The collaboration has already inspired a potential follow-up. When Leipold brought Personna some resin prototypes at her current residence – a home for LGBTQ+ seniors – four of her neighbors started giving Leipold their own personal items for use in future installations. 

“They brought down everything from rings to decals and other objects, without me even asking for them,” Leipold said.

The photo provided by Donna Personna didn't hold up, but the tile is still unique and will be used in Leipold's installation.

As for Gomez, he selected a variety of cast resin objects Leipold had already created, choosing the ones that paired best with his own sticker designs. 

“He came over and picked through some of my objects and chose ones to go with his creations,” Leipold said. 

Round tiles incorporating some of Diego Gomez's stickers. 

Leipold has already tested the new resin tiles in two different installations in the Haight, including one outside of a polling place on Waller Street that includes the letters “V-O-T-E” and a set of dice.

Over the next two weeks, they plan to install Personna and Gomez's tiles in potholes around the Tenderloin, culminating in a walking tour on September 5. All three artists hope to be in attendance, barring safety concerns. 

The tour will explore not only the new installations, but some of Leipold’s first resin potholes throughout the neighborhood, “to see how they’re holding up.” 

At the end of the tour, Leipold plans to install smaller resin-cast tiles in a sidewalk pothole right outside of the Tenderloin Museum, so attendees can see how it’s done. The new installations will also be added to an online map of Leipold's work, some of which has disappeared under new sidewalks over the years.

While Leipold's funding cycle from the San Francisco Arts Commission and Wildflower Institute has already ended, they're still aiming to complete the "Resin in Pavement" project by collaborating with another six artists over the next six months.

The next set of installations will be a team-up with artists from Hospitality House's Community Arts Program.

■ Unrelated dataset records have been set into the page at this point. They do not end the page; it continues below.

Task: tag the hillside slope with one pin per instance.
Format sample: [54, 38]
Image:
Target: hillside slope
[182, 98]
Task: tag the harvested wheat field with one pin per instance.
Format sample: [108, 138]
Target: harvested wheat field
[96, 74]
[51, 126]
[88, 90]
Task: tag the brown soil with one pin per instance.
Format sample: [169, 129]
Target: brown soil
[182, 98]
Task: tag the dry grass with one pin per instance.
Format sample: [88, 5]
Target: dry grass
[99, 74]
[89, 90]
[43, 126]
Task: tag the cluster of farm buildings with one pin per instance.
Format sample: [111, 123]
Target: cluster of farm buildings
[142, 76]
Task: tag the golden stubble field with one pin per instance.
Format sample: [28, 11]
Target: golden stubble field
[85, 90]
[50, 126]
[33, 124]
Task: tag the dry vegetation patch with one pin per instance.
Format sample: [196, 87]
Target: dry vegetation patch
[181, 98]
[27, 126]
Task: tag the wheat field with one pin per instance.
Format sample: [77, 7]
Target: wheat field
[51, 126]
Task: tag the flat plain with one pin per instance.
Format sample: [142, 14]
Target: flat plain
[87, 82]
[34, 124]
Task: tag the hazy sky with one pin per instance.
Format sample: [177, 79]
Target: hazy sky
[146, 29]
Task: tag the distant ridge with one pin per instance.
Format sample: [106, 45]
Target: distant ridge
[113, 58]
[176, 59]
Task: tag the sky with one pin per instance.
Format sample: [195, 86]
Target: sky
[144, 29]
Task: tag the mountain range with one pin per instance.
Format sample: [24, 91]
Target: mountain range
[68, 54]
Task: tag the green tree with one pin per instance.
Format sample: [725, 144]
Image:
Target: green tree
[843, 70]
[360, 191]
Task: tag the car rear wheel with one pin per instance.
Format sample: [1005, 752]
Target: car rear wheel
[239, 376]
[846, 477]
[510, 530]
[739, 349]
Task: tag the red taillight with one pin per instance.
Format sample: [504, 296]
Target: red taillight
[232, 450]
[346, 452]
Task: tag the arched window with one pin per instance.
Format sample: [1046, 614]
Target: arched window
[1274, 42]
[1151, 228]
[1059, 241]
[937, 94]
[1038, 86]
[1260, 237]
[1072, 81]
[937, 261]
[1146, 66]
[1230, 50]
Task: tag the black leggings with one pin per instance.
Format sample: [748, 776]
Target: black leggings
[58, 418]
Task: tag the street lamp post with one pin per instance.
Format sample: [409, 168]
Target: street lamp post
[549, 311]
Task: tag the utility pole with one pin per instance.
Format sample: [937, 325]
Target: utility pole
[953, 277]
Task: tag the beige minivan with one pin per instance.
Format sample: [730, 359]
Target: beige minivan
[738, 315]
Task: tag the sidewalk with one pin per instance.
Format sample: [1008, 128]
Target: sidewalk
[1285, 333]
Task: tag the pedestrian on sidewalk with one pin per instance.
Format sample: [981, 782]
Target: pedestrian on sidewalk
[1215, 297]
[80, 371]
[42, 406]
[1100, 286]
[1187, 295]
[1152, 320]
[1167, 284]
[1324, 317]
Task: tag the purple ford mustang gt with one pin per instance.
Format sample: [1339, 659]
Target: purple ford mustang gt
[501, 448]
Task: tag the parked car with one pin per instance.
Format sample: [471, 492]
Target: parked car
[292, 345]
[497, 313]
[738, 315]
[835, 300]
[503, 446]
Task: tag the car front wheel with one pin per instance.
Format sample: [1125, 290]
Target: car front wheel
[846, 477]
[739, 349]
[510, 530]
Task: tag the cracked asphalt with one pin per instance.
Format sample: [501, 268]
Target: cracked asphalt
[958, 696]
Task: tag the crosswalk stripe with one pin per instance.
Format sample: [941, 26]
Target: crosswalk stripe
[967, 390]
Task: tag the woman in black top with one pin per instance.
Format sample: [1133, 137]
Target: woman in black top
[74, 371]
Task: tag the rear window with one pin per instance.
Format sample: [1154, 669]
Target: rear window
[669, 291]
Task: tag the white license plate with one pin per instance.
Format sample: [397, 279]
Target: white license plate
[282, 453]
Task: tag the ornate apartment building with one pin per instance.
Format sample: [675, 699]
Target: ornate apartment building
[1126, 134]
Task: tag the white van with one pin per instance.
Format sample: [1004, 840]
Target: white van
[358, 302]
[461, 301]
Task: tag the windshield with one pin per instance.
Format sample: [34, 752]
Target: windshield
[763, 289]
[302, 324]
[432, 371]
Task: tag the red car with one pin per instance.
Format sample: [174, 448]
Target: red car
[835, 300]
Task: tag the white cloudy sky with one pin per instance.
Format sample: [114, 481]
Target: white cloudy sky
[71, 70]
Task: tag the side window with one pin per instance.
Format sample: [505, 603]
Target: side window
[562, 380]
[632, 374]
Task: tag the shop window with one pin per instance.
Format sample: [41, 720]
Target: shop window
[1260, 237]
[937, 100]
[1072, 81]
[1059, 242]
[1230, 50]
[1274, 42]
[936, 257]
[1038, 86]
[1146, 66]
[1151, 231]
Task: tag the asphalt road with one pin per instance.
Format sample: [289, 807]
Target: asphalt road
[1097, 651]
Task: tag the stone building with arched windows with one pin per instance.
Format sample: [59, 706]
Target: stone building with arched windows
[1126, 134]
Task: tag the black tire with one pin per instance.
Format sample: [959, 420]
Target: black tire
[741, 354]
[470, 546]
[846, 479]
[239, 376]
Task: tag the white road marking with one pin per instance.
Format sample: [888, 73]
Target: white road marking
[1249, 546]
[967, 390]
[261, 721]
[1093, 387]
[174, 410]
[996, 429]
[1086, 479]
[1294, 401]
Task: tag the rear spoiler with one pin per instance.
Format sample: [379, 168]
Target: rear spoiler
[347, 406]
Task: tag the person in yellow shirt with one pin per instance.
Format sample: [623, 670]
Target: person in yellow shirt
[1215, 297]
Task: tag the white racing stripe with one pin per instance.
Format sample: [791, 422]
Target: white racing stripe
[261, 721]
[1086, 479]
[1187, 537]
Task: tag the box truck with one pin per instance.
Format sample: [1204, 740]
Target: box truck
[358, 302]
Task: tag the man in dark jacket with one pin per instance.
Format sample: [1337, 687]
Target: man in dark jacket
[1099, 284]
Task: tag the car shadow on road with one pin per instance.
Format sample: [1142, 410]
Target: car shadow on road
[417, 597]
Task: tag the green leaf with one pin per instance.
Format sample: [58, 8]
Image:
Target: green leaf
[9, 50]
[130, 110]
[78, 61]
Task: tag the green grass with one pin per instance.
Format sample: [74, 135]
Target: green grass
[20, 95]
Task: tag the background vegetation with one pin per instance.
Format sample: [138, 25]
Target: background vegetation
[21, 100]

Artist Tan Sirinumas plans to contribute a resin remembrance of the Gangway, the city’s oldest gay bar, which closed in 2018 after more than 108 years on Larkin Street.

This won't be Sirinumas' first foray into developing Tenderloin public art: he recently created decorative wraps for several of the neighborhood's new Big Belly trash cans.

A prototype of the Gangway tile collaboration between Leipold and Sirinumas.

While Leipold is focused on the Tenderloin for now, they are looking forward to resin tile collaborations in other neighborhoods, including their new home base, of the Haight.

They've also created benches for the renovated McCauley Park, which will be ready to install once the playground can be accessed again. 

To register for the Tenderloin Museum's "Resin in Pavement" walking tour on Sept. 5go here. Due to social distancing, space for the 1.5-hour walk is limited, and participants will be required to wear masks.

You can also tour Leipold’s installations on your own, utilizing the online map that provides locations and photos of each resin pothole in its original state.